In what amounts to faint praise for the strength of the physical book NPD reported that print book sales rose 1.9 percent in 2017, less than the 3 percent growth posted in 2013-2016. NPD tracks book sales in the US.
“Returning from the huge sales of ‘Harry Potter and the Cursed Child’ in 2016, and the rise of adult coloring books, last year’s book sales growth was more modest than the industry has seen in recent years,” said Kristen McLean, books industry analyst for The NPD Group. “Big blockbusters are both a blessing and a curse for the book publishing industry. In the years where they hit, they drive tremendous success for publishers; but afterwards the inevitable drop in sales back towards normal feels like a loss. It is a feast or famine phenomenon, if no blockbusters emerge to take their place the following year.”
What does this mean for readers? First it shows us that physical book sales stall in the absence of any single blockbuster – usually a kid’s title – to buoy the market.
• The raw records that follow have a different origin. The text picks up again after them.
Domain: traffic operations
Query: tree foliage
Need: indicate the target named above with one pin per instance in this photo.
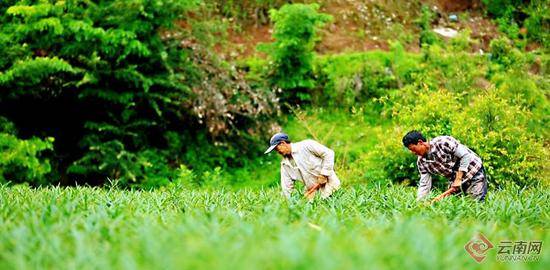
(116, 83)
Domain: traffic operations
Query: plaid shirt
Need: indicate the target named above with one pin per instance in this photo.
(443, 159)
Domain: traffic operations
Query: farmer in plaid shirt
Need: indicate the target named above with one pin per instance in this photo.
(445, 155)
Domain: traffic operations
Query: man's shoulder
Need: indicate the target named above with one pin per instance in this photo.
(305, 142)
(445, 139)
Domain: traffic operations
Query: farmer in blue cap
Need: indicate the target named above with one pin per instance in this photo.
(308, 162)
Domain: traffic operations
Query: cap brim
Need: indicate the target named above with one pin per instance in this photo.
(270, 149)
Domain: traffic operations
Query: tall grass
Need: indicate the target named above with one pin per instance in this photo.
(178, 228)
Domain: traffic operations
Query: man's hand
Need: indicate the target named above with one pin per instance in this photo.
(458, 180)
(322, 179)
(447, 193)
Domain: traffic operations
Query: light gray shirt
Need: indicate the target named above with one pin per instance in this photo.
(307, 161)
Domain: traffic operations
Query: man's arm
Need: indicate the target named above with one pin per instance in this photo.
(287, 184)
(424, 186)
(465, 158)
(323, 152)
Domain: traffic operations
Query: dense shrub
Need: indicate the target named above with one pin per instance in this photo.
(124, 89)
(20, 160)
(295, 33)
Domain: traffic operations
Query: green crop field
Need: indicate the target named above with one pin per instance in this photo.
(177, 228)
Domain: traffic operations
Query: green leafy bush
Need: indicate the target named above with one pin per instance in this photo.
(21, 160)
(295, 29)
(498, 132)
(115, 80)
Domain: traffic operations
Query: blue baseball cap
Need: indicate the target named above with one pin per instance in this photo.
(275, 140)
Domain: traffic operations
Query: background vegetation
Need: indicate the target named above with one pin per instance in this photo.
(132, 132)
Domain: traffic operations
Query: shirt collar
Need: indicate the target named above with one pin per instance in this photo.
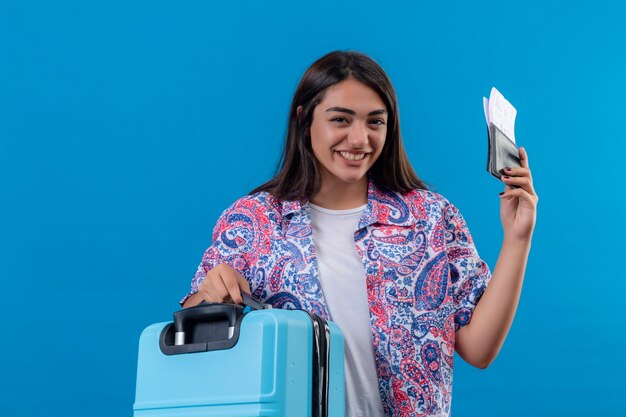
(383, 206)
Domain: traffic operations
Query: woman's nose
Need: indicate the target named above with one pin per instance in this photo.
(357, 136)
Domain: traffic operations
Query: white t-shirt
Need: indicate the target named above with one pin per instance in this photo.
(342, 277)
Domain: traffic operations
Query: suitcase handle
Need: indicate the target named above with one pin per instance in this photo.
(206, 312)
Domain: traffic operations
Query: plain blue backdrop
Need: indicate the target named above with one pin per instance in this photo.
(126, 127)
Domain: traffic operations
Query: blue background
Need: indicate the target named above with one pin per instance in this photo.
(126, 127)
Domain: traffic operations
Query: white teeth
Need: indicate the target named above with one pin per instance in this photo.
(352, 156)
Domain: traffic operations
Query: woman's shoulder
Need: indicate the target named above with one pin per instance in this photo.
(261, 200)
(423, 197)
(429, 204)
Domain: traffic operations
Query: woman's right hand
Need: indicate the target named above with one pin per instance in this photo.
(222, 284)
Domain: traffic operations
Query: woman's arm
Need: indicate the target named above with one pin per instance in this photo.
(479, 342)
Further, children’s books are the last refuge of the print publisher.
“Children’s books continued to thrive with a 3 percent boost in 2017, led by R.J. Palacio’s ‘Wonder’ and Jeff Kinney’s ‘Diary of a Wimpy Kid #12: The Getaway.'” the NPD wrote. “There were lifts in early childhood books, with 11 percent year-over-year growth in board books and 20 percent growth in graphic novels, tied to the success of Dav Pilkey’s Dog Man series.”
NPD doesn’t supply any numbers nor did it compare print sales to digital but this sort of flat to slow growth doesn’t bode well for fans of the printed word.